Celso Eduardo de Melo afirma, em seu trabalho, que tanto o Estado, como a sociedade civil e o direito devem enfrentar o desafio e os obstáculos à aplicabilidade do artigo 20 da Lei 7.716/89, como forma de garantir a efetividade dos direitos humanos em todo o mundo e da inclusão social em nosso país.
Em início de fevereiro deste ano, uma professora de conceituada universidade do Brasil postou, em uma rede social, a foto de um homem trajando bermuda e camiseta regata, à espera de embarque no aeroporto Santos Dumont, no Rio de Janeiro, com o seguinte comentário: “Aeroporto ou rodoviária?”. A postagem rendeu, por parte de participantes do seu grupo social na rede, outros textos no mínimo preconceituosos: “Esse tipo de passageiro fica roçando o braço peludo no seu porque não respeita o limite de assento”; “O bom senso ficou em casa”; “O pior é que o Mr. Rodoviária está no meu voo. Ao menos, não do meu lado. Ufa!”, arremata a professora, comparando os trajes do homem aos de um estivador.
O episódio ilustra bem o uso nem sempre adequado e benéfico da internet. “Condutas lesivas a bens jurídicos amplamente protegidos no mundo todo, como a dignidade da pessoa humana, a infância e a juventude, o patrimônio, a privacidade, a honra, dentre outros, são frequentemente violados com a utilização desse meio eletrônico”, afirma Celso Eduardo de Melo em sua Dissertação.
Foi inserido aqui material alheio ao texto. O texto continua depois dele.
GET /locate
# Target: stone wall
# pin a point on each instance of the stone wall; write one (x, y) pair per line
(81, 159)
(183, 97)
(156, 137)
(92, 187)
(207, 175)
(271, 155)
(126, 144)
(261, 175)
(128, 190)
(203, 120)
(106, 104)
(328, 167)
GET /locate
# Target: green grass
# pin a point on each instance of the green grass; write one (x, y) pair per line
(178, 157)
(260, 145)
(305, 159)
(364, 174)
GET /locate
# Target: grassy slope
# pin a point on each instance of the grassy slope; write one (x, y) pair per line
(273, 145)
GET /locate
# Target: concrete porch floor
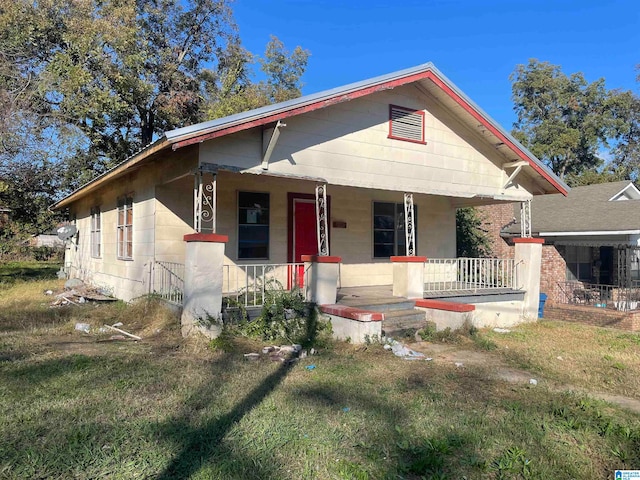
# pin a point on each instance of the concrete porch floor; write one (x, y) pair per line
(386, 291)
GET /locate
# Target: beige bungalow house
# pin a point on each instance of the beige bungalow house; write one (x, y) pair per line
(348, 188)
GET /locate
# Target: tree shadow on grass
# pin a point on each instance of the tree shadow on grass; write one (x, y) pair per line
(12, 272)
(203, 443)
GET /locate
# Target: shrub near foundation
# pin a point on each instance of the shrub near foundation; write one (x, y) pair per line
(287, 317)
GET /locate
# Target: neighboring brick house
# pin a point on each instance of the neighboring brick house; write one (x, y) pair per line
(591, 236)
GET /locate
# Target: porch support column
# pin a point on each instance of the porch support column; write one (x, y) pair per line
(202, 302)
(321, 278)
(322, 220)
(408, 276)
(525, 219)
(528, 260)
(409, 223)
(205, 199)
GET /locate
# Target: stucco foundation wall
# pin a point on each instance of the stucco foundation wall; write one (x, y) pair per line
(354, 330)
(124, 279)
(486, 315)
(499, 314)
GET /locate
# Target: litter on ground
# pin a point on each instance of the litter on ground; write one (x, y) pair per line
(402, 351)
(501, 330)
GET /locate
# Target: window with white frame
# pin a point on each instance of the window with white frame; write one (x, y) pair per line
(253, 225)
(389, 236)
(96, 232)
(406, 124)
(125, 228)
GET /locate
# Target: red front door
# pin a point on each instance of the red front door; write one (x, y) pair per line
(305, 236)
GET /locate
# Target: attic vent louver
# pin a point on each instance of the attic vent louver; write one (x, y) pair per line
(406, 124)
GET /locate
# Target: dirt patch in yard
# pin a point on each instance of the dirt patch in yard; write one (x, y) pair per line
(497, 369)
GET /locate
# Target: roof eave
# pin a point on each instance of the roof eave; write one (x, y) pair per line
(98, 181)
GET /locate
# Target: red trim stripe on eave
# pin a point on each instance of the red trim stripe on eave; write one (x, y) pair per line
(475, 114)
(302, 109)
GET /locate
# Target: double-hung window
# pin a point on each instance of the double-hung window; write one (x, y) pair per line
(389, 234)
(125, 228)
(253, 225)
(96, 232)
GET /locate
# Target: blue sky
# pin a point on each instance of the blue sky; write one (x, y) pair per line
(477, 44)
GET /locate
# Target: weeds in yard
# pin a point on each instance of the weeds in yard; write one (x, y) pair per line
(164, 408)
(598, 359)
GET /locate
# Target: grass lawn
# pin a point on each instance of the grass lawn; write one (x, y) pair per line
(165, 408)
(597, 359)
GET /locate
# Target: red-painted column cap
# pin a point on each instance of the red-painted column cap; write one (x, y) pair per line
(528, 240)
(206, 237)
(407, 259)
(320, 259)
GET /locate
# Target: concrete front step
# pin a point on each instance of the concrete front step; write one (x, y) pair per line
(376, 304)
(400, 323)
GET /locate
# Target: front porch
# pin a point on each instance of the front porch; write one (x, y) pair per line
(485, 292)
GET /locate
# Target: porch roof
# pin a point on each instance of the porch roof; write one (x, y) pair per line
(591, 210)
(426, 77)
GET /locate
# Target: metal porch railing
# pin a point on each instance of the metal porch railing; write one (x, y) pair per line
(167, 281)
(597, 295)
(248, 284)
(470, 274)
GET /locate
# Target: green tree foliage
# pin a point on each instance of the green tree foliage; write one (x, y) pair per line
(563, 120)
(86, 83)
(471, 239)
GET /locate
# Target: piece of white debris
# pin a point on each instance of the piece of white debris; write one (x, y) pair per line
(83, 327)
(501, 330)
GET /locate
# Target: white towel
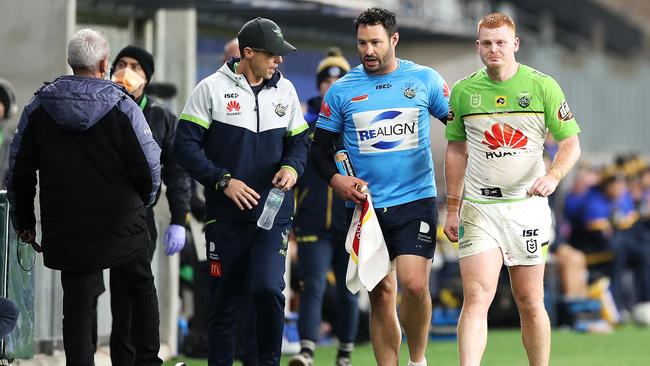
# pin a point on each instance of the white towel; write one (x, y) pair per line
(369, 260)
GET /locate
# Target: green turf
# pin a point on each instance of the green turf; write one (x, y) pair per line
(627, 346)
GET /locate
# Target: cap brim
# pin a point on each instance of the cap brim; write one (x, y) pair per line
(283, 50)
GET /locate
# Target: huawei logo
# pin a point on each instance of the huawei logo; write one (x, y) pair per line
(233, 106)
(505, 137)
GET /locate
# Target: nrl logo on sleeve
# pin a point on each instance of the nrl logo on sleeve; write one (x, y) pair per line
(564, 113)
(409, 90)
(475, 100)
(280, 109)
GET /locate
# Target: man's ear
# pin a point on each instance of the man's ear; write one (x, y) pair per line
(394, 39)
(104, 66)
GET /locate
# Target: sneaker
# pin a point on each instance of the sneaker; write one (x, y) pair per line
(343, 361)
(301, 359)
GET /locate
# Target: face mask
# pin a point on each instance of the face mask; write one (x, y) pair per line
(129, 79)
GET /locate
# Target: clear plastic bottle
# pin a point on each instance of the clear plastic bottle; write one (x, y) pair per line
(271, 208)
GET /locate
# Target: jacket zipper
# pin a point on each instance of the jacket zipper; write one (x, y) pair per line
(257, 137)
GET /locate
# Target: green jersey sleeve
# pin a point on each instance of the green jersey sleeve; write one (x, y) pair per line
(455, 129)
(558, 116)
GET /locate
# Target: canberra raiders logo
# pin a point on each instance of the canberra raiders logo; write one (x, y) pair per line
(280, 109)
(524, 100)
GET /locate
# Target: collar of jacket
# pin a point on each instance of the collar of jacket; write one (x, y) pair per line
(228, 67)
(143, 101)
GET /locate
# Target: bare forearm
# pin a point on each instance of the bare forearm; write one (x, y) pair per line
(566, 157)
(455, 165)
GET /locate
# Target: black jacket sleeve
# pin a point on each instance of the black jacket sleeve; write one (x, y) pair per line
(21, 177)
(322, 153)
(176, 179)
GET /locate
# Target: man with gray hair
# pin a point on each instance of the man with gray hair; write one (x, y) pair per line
(98, 169)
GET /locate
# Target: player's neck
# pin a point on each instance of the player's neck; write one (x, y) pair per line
(503, 73)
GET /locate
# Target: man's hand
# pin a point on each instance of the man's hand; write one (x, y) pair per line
(242, 195)
(284, 179)
(544, 186)
(348, 187)
(174, 239)
(29, 236)
(451, 226)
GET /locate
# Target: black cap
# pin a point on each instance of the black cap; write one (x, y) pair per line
(145, 59)
(262, 33)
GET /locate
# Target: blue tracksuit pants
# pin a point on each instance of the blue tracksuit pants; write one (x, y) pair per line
(245, 260)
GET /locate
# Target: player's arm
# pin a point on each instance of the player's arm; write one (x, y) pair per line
(455, 165)
(564, 129)
(322, 157)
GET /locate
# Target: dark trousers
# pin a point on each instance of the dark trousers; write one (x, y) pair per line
(121, 342)
(314, 261)
(632, 251)
(8, 316)
(79, 297)
(242, 256)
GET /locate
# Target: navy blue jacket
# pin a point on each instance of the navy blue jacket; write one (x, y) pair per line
(98, 168)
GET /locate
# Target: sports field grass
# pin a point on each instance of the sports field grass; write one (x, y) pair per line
(629, 346)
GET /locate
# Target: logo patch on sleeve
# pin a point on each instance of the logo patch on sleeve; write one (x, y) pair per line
(215, 268)
(564, 113)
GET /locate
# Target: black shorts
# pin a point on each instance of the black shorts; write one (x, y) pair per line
(409, 228)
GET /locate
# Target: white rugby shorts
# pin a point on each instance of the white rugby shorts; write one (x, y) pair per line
(521, 230)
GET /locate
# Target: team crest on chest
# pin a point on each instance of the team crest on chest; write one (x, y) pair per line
(475, 100)
(409, 90)
(280, 109)
(524, 100)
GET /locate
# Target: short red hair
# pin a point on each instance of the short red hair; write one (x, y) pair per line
(496, 20)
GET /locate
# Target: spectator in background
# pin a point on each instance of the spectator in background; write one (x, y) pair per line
(241, 134)
(572, 262)
(7, 110)
(133, 68)
(98, 170)
(7, 100)
(320, 230)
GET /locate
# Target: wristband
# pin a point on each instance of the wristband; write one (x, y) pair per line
(555, 172)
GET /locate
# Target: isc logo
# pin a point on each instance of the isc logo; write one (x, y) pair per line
(529, 232)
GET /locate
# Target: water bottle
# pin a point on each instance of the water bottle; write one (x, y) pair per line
(271, 208)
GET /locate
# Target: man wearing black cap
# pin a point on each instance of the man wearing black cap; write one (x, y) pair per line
(241, 134)
(133, 68)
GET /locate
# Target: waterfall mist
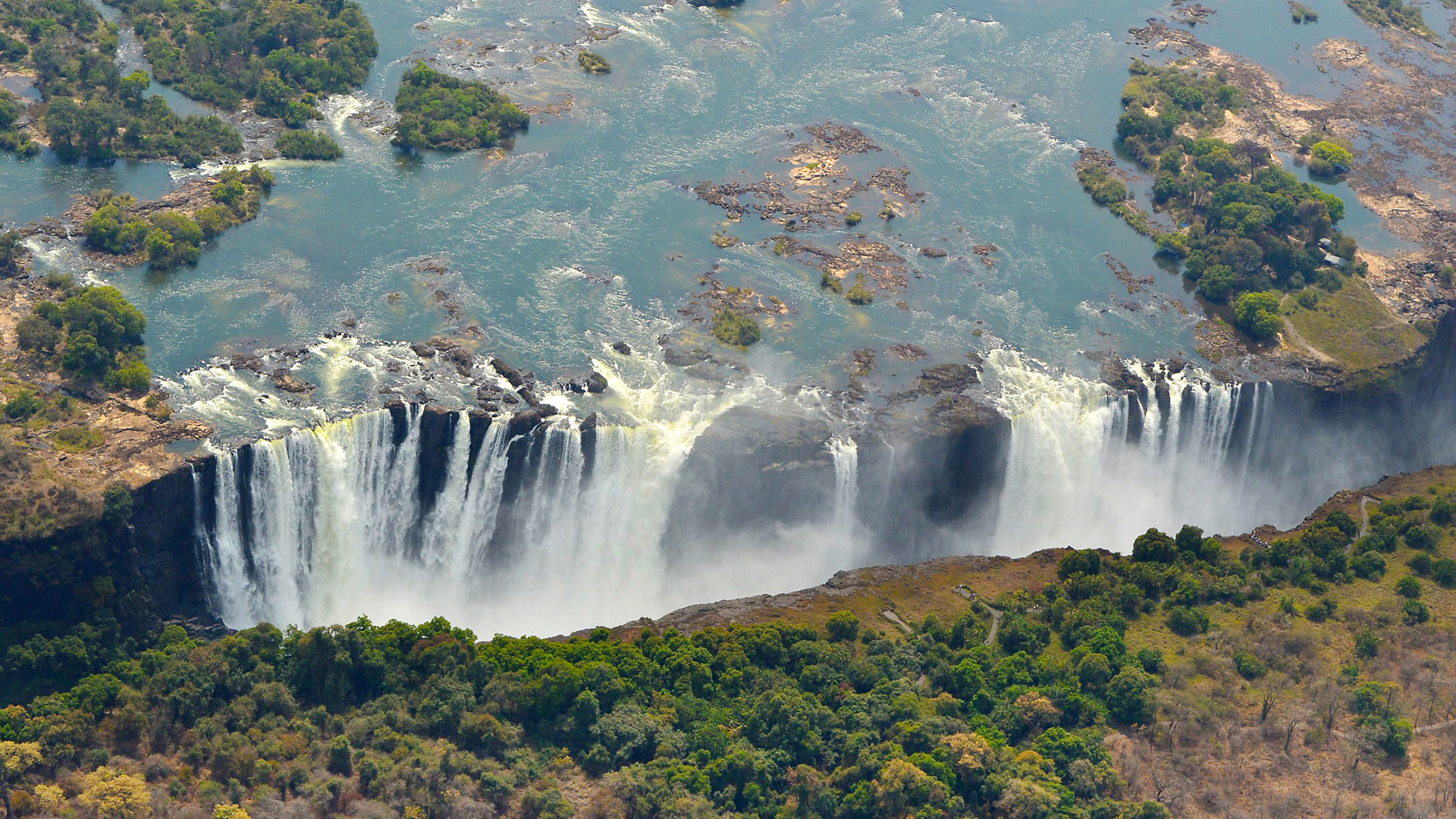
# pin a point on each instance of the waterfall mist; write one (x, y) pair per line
(414, 513)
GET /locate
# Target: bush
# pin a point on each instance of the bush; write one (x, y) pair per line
(734, 328)
(1257, 314)
(446, 112)
(25, 404)
(134, 376)
(1321, 610)
(1248, 665)
(1416, 613)
(593, 63)
(842, 626)
(1420, 563)
(1443, 572)
(859, 295)
(1150, 659)
(1187, 621)
(1408, 588)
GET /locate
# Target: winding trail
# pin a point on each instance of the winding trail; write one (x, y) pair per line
(896, 620)
(1365, 515)
(996, 614)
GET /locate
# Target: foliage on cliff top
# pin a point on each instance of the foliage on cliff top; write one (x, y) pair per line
(1241, 223)
(1392, 14)
(88, 108)
(783, 719)
(278, 55)
(438, 111)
Tais condutas lesivas acontecem quase sempre devido às peculiaridades desse meio de comunicação, com linguagem e terminologias próprias, além do anonimato e da distância entre os usuários.
Assim, torna-se necessária a regulamentação do uso da internet, o que, porém, tem suscitado debates favoráveis e contrários a essa interferência. A posição contrária usa, como argumento principal, a liberdade de expressão que, na visão de Melo, “deixa de ser um direito executável quando colide com outras figuras jurídicas, com outros direitos ou mesmo incorrendo em crimes”. Para o pesquisador, bens juridicamente protegidos pelos direitos humanos como os crimes contra o patrimônio, contra a honra, contra os costumes, os crimes de racismo, dentre outros, devem obviamente impor limitações ao uso da internet.
Enquanto novas formas de racismo, discriminação e preconceito racial multiplicam-se por meio dos recursos tecnológicos da informação, revigorando a intolerância e incitando práticas de exclusão e segregação racial, os agentes governamentais e não governamentais, empenhados em encontrar meios de combate a esse problema, ainda não chegaram a um consenso sobre o que fazer em termos de atuação sobre a internet. “O problema maior – afirma Celso Eduardo de Melo – em termos de aplicação de legislações internas refere-se à descentralização e à transnacionalidade dos sites de internet”, ou seja, os editores de conteúdo racista muitas vezes são de outros países, fora da jurisdição de determinado Estado.
Por outro lado, o ordenamento jurídico em geral não acompanha a velocidade de crescimento dos crimes cibernéticos. Em período posterior à defesa da Dissertação de Mestrado do autor (2010), novos fatos ligados ao uso indevido da internet vieram à tona. Um deles foi a divulgação de fotos de arquivos pessoais da atriz Carolina Dieckmann no início de 2012 com a consequente aprovação, em 07/11/2012, na Câmara dos Deputados, de duas propostas que inserem dispositivos no Código Penal, tipificando crimes cometidos por meio da internet: o Projeto de Lei Complementar (PLC) 35/2012, mais conhecido como Lei Carolina Dieckmann e o Projeto de Lei 2793/11. Este obriga que mensagens com conteúdo racista sejam retiradas do ar imediatamente. A atual legislação prevê pena de 2 a 5 anos de reclusão e multa, quando o crime é cometido por meio dos meios de comunicação, incluindo os digitais.